Project: Implementing Linear Regression
Duration: 5 min
This module will guide you through the process of implementing a linear regression model from scratch using Python. Linear regression is a fundamental supervised learning algorithm used for predicting continuous outcomes. Understanding how to implement it will provide a solid foundation for more complex machine learning models.
Understanding Linear Regression
Linear regression attempts to model the relationship between two variables by fitting a linear equation to observed data. The goal is to find the line of best fit that minimizes the sum of squared residuals (the differences between observed and predicted values).
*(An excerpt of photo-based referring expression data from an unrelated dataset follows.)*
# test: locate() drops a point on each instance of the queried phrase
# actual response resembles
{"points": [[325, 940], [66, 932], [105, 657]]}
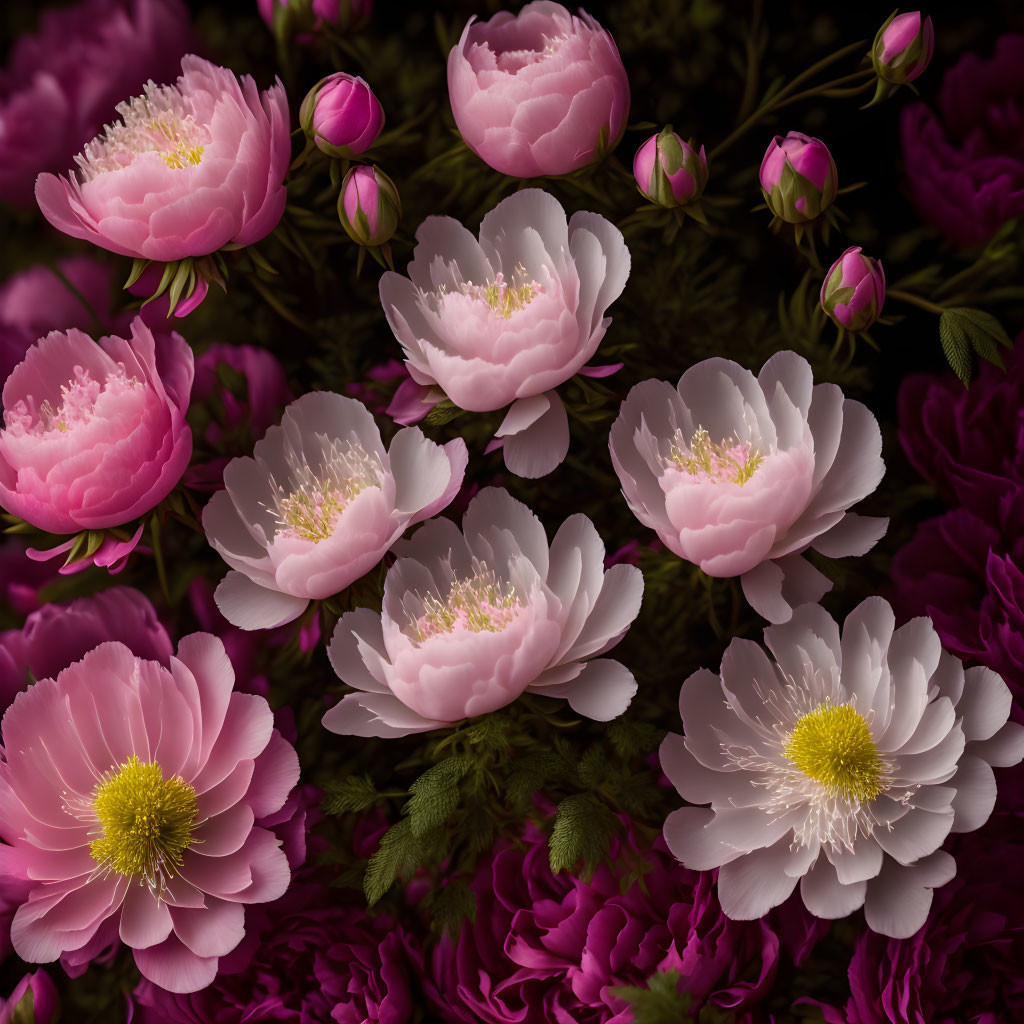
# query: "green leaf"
{"points": [[356, 793], [397, 856], [435, 795], [955, 345], [659, 1003], [582, 833]]}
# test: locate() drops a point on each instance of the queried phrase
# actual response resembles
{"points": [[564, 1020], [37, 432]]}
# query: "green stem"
{"points": [[781, 97], [914, 300]]}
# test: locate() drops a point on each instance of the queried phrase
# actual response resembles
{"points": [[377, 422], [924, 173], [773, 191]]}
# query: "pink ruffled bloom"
{"points": [[114, 739], [317, 506], [472, 620], [210, 173], [539, 92], [739, 474], [508, 317], [842, 764], [61, 81], [95, 432]]}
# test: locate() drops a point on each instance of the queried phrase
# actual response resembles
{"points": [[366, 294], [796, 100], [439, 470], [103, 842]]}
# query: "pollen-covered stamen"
{"points": [[730, 460], [480, 603], [833, 745], [75, 407], [317, 498], [160, 121], [146, 822]]}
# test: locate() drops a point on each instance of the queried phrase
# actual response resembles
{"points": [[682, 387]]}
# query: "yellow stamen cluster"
{"points": [[147, 821], [729, 460], [833, 745]]}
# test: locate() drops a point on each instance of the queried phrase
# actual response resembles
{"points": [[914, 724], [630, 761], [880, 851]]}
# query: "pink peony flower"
{"points": [[95, 432], [58, 635], [854, 290], [472, 620], [187, 169], [318, 505], [539, 92], [739, 474], [115, 740], [509, 317], [61, 82], [799, 179], [341, 115], [40, 998], [843, 765]]}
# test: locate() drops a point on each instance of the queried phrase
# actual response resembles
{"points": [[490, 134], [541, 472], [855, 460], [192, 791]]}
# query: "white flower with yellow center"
{"points": [[843, 765]]}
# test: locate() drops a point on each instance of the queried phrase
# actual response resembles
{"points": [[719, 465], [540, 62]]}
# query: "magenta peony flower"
{"points": [[509, 317], [56, 636], [539, 92], [187, 169], [843, 765], [115, 739], [854, 290], [548, 947], [315, 961], [965, 964], [341, 115], [318, 505], [669, 171], [61, 82], [968, 441], [40, 1000], [369, 206], [472, 620], [965, 161], [799, 179], [95, 432], [739, 474]]}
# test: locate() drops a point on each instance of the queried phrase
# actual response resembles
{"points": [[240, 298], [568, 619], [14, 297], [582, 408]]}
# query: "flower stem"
{"points": [[914, 300]]}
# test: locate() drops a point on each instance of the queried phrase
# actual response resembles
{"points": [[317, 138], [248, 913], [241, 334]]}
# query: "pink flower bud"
{"points": [[369, 206], [342, 116], [798, 177], [854, 290], [669, 171], [903, 47]]}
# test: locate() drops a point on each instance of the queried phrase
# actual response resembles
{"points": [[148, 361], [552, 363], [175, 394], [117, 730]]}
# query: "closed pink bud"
{"points": [[669, 171], [539, 92], [854, 290], [342, 116]]}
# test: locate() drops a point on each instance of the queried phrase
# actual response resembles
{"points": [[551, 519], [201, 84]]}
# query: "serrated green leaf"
{"points": [[955, 345], [354, 794], [397, 856], [582, 833], [435, 795]]}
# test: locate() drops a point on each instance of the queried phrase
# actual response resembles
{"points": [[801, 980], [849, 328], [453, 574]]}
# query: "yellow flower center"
{"points": [[731, 461], [833, 745], [147, 821]]}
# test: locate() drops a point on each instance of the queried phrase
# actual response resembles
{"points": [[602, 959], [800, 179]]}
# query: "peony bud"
{"points": [[369, 206], [669, 171], [798, 177], [903, 47], [854, 290], [341, 115]]}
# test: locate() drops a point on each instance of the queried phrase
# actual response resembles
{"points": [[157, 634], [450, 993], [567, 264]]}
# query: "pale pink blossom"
{"points": [[507, 318], [841, 763], [188, 168], [472, 620], [540, 92], [318, 504], [739, 474], [94, 432], [114, 738]]}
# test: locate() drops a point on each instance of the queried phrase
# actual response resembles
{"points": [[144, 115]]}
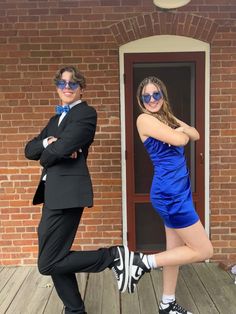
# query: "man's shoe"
{"points": [[120, 265], [138, 266], [173, 308]]}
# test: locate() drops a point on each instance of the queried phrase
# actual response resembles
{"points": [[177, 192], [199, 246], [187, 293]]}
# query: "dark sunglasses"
{"points": [[61, 84], [156, 96]]}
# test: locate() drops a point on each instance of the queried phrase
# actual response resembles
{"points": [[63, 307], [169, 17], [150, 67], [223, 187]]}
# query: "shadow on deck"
{"points": [[203, 288]]}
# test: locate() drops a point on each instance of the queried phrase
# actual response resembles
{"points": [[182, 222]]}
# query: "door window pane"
{"points": [[150, 232]]}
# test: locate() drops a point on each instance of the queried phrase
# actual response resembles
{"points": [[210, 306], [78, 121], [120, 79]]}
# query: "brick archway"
{"points": [[164, 23]]}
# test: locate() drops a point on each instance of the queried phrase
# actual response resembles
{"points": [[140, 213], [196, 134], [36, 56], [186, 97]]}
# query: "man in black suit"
{"points": [[65, 189]]}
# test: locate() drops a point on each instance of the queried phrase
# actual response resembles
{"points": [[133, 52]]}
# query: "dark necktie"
{"points": [[60, 109]]}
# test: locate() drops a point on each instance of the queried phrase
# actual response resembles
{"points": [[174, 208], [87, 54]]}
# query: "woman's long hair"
{"points": [[165, 113]]}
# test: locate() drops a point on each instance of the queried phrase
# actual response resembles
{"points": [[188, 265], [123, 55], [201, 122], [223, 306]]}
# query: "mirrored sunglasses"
{"points": [[156, 96], [62, 84]]}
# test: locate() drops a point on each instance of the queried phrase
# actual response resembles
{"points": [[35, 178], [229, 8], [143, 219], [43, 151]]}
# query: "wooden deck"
{"points": [[202, 288]]}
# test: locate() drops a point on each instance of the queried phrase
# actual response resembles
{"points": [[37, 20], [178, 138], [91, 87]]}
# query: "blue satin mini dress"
{"points": [[171, 194]]}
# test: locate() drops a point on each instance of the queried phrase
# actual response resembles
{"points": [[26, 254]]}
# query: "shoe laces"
{"points": [[179, 308], [115, 272]]}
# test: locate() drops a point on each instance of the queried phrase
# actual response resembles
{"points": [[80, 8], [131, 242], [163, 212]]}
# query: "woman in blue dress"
{"points": [[164, 137]]}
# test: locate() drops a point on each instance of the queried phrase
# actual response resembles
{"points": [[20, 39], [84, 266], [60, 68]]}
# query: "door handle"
{"points": [[201, 158]]}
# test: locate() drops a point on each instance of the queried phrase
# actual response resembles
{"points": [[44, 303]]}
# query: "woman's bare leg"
{"points": [[170, 273], [197, 247]]}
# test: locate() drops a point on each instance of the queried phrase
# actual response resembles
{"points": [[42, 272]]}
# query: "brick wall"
{"points": [[38, 36]]}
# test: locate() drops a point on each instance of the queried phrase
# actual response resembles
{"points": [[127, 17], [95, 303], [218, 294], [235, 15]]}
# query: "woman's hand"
{"points": [[51, 139], [180, 129]]}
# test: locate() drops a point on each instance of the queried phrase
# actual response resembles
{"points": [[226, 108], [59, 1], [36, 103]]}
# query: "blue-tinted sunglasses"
{"points": [[63, 84], [156, 96]]}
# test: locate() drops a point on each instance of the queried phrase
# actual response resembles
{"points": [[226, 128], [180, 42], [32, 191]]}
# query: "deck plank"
{"points": [[202, 288], [111, 296], [10, 290], [197, 290], [219, 285], [147, 297], [94, 292], [33, 294], [130, 303]]}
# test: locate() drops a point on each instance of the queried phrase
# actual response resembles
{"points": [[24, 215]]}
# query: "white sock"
{"points": [[152, 261], [168, 298]]}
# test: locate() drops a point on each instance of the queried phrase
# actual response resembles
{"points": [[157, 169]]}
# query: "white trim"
{"points": [[165, 43], [170, 4]]}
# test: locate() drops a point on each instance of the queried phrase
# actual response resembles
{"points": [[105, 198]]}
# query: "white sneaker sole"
{"points": [[126, 268], [131, 258]]}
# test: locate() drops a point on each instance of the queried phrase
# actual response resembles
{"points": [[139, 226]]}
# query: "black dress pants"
{"points": [[56, 233]]}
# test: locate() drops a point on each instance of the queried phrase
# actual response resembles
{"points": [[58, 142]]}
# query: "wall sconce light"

This is typically done using the Ordinary Least Squares (OLS) method.
import numpy as np
# Sample data
x = np.array([1, 2, 3, 4, 5]).reshape((-1, 1))
y = np.array([1, 3, 2, 5, 4])
# Calculate coefficients
def calculate_coefficients(x, y):
x_b = np.c_[np.ones((x.shape[0], 1)), x] # add x0 = 1 to each instance
theta_best = np.linalg.inv(x_b.T.dot(x_b)).dot(x_b.T).dot(y)
return theta_best
# Predict function
def predict(x, theta):
x_b = np.c_[np.ones((x.shape[0], 1)), x]
return x_b.dot(theta)
# Calculate and print coefficients
theta = calculate_coefficients(x, y)
print('Coefficients:', theta)
# Predict for a new value
x_new = np.array([[6]])
y_predict = predict(x_new, theta)
print('Prediction:', y_predict)Coefficients: [ 0.6 0.8]
Prediction: [5.4]Evaluating the Model
Once the linear regression model is trained, it's important to evaluate its performance. Common metrics for evaluating regression models include Mean Squared Error (MSE), Root Mean Squared Error (RMSE), and R-squared. These metrics help in understanding how well the model fits the data and can be used to compare different models.
from sklearn.metrics import mean_squared_error, r2_score
# True values
y_true = np.array([1, 3, 2, 5, 4])
# Predicted values
y_pred = np.array([1.4, 2.6, 2.2, 4.6, 3.8])
# Calculate MSE
mse = mean_squared_error(y_true, y_pred)
print('Mean Squared Error:', mse)
# Calculate RMSE
rMSE = np.sqrt(mse)
print('Root Mean Squared Error:', rMSE)
# Calculate R-squared
r2 = r2_score(y_true, y_pred)
print('R-squared:', r2)💡 Tip: Always ensure your data is scaled appropriately before training your linear regression model. Unscaled data can lead to coefficients that are difficult to interpret and can affect the performance of the model.
❓ What method is used to find the line of best fit in linear regression?
❓ Which metric is used to evaluate how well a regression model fits the data?
Key Concepts
| Concept | Description |
|---|---|
| Slope & Intercept | Core principle in this module |
| Least Squares | Core principle in this module |
| R² Score | Core principle in this module |
| Residuals | Core principle in this module |
Check Your Understanding
❓ What are the theoretical foundations of Project:?
❓ How does Project: scale to large datasets?
❓ What are common failure modes of Project:?
❓ How can you optimize Project: for production?